Best Track: The Field
Gravity have shown on their first two recordings that they have the chops to play with the big boys in prog rock/metal and the good sense to show some restraint when needed. On this album they display yet another important characteristic that shows their maturation as musicians - cohesiveness. More than either of their prior releases, Midnight Sonata sounds like a single entity rather than a collection of songs. The guitar and keys are both up to the challenge of taking center stage and both really soar as they trade riffs and leads. Some great material here that will only get better as the band further refine their sound.
Best Track: Nightmare Sonata
This is the second album from the death/thrash outfit and shows some signs of a sophomore slump. The slump is certainly not in the execution of the guitar work as the tone, riffs and solos are as excellent as the debut. My only complaint in that department might be that they are slightly less focused than on the debut, though that certainly is more the fault of the songwriting itself rather than the actual guitarwork. Not much here that we didn't hear in the 80's/90's from bands like Possessed and those that followed in their footsteps - but that doesn't take away from the fact that this album is really fun and will certainly start your head banging.
Best Track: Gathering the Eagles
Melodic and melancholy, Ludicra have managed to establish their own unique black metal aesthetic without resorting to outrageous gimmicks. The lead work on this album is wonderful and the sense of loneliness and abandonment are quite strong. A bit less consistent than the albums that came before, The Tenant hits its low point in the center of the album, but the songs coming before and after "The Undercaste" are easily strong enough to cover for this weak point. While I would rate their other albums a bit higher, this really does nothing to tarnish their track record.

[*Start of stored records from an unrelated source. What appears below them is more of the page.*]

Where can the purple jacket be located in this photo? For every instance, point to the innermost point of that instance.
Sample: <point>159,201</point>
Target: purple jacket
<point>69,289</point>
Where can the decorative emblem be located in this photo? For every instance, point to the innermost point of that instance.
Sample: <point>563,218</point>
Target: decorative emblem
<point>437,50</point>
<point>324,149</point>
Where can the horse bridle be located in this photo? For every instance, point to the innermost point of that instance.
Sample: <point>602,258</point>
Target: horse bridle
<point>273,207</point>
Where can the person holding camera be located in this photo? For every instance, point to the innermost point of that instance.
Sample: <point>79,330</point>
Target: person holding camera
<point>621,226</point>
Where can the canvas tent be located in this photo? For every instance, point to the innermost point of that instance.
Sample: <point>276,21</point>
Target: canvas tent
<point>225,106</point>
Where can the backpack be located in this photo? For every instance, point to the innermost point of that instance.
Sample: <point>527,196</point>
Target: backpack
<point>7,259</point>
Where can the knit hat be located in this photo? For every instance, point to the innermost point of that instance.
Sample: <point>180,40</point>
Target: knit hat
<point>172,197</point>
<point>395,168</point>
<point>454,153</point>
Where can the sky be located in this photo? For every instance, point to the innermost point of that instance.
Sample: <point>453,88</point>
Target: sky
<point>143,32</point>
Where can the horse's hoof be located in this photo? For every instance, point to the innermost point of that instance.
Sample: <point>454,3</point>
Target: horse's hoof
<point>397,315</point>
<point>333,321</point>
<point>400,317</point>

Best Track: Truth Won't Set You Free
When it comes to "radio rock" these days it seems that Alter Bridge and Shinedown are pretty much alone in their competition for the top spot. After The Sound of Madness, it looked like Shinedown had taken a convincing lead, but Alter Bridge apparently isn't going down without a fight. Just as good if not a touch better than Blackbird, III's only offense is that at over an hour it can get a bit same-y. Fortunately, that just means that it is consistently above average. You'd probably do best taking these mid-paced rockers in small doses, but they really are very good. Can Scott Stapp be gone for good now, Mark? Please?